In an interview on ABC Radio yesterday, the minister, in response to questions from Mr David Bevan about this matter, said, 'Everybody will be criticising SA Water if they didn't pump water through winter when pumping was cheap and electricity was cheap.'

My question for the minister is: can he expand on that statement and provide the chamber with a quantum of how much it would cost to pump water in winter—I think it was actually in autumn when it was pumped from the river—compared to if the water was pumped either this spring or summer, what the difference in costs would be on a relative basis?

The Hon. I.K. HUNTER (Minister for Sustainability, Environment and Conservation, Minister for Water and the River Murray, Minister for Climate Change) (14:27): I thank the honourable member for her most important question. At the outset, I should say that she has misunderstood the explanation that I was giving, in terms of the pumping costs. SA Water pays for electricity on the spot market, as I understand it, so that they can actually time the pumping to match the lowest price on the spot market of electricity.

It is not a question of: do you pump it in autumn or do you pump it in spring, or whenever, it is a matter of the amount of time that you take to pump.

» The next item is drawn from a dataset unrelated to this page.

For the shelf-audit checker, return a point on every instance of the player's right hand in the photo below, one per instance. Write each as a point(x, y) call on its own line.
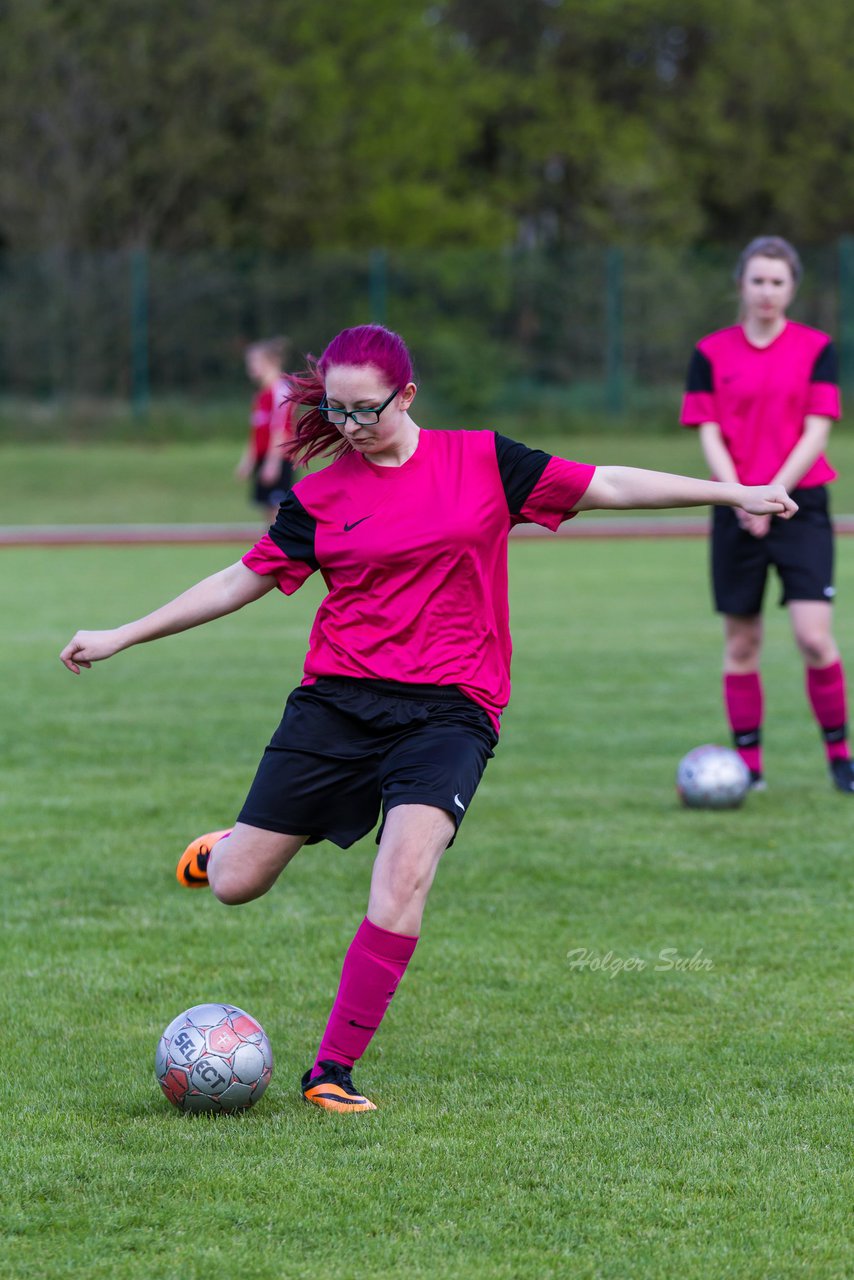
point(88, 647)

The longer the time you have the greater the amount of time you can spread your pumping purchase price over the period when electricity is the cheapest on the spot market. They don't have a contract for this. They play the spot market and therefore can utilise the lowest cost of electricity to do the pumping.

If you actually shorten the period from which they can do that pumping, then they have to pump much longer and they have to disregard, in many ways, the cheapest available electricity because they have to pump over a period of time that is out of their control. That's the key difference. The longer the time they have to pump into a reservoir, the more spread over the cheap electricity times they can utilise. If you stop that and say, 'No, instead of over three months, you are going to pump it in 30 days,' then they would have to utilise the electricity at a higher rate, obviously, which is spread over much more increased prices in terms of the electricity.

So, I can't provide her with any differential other than that because the spot market changes on a minute by minute, hour by hour basis, and SA Water purchases its electricity when it is cheapest to do so. That's why they plan to pump ahead of time, so that they have enough water in the reservoirs to meet—

The Hon. D.W. Ridgway: So they can let it out when it floods.

The Hon. I.K. HUNTER: —the needs of residents. The ignorance of the Hon. David Ridgway in this matter—thank goodness he will never be in charge, he will never be in government to be in charge of very important water policies. He hasn't got the first clue about how to run a business. No wonder he is here in the chamber—not the first clue. No wonder he failed as a businessman.

The Hon. D.W. Ridgway interjecting:

The PRESIDENT: Minister, just one second. You don't refer to the President as 'him', if you don't mind.

The Hon. D.W. Ridgway: I apologise, Mr President.

The PRESIDENT: I forgive you.

The Hon. D.W. Ridgway: But I know it was a cash business that you ran.

The PRESIDENT: Minister.

Members interjecting:

The Hon. I.K. HUNTER: Mr President, he should pay all due deference to you, as I do, as our most illustrious President. That would be the appropriate way of addressing your eminence. All I can say is the Hon. Mr Ridgway has not got the faintest idea about how to run a business. God help us all if he gets his hands on the Treasury benches.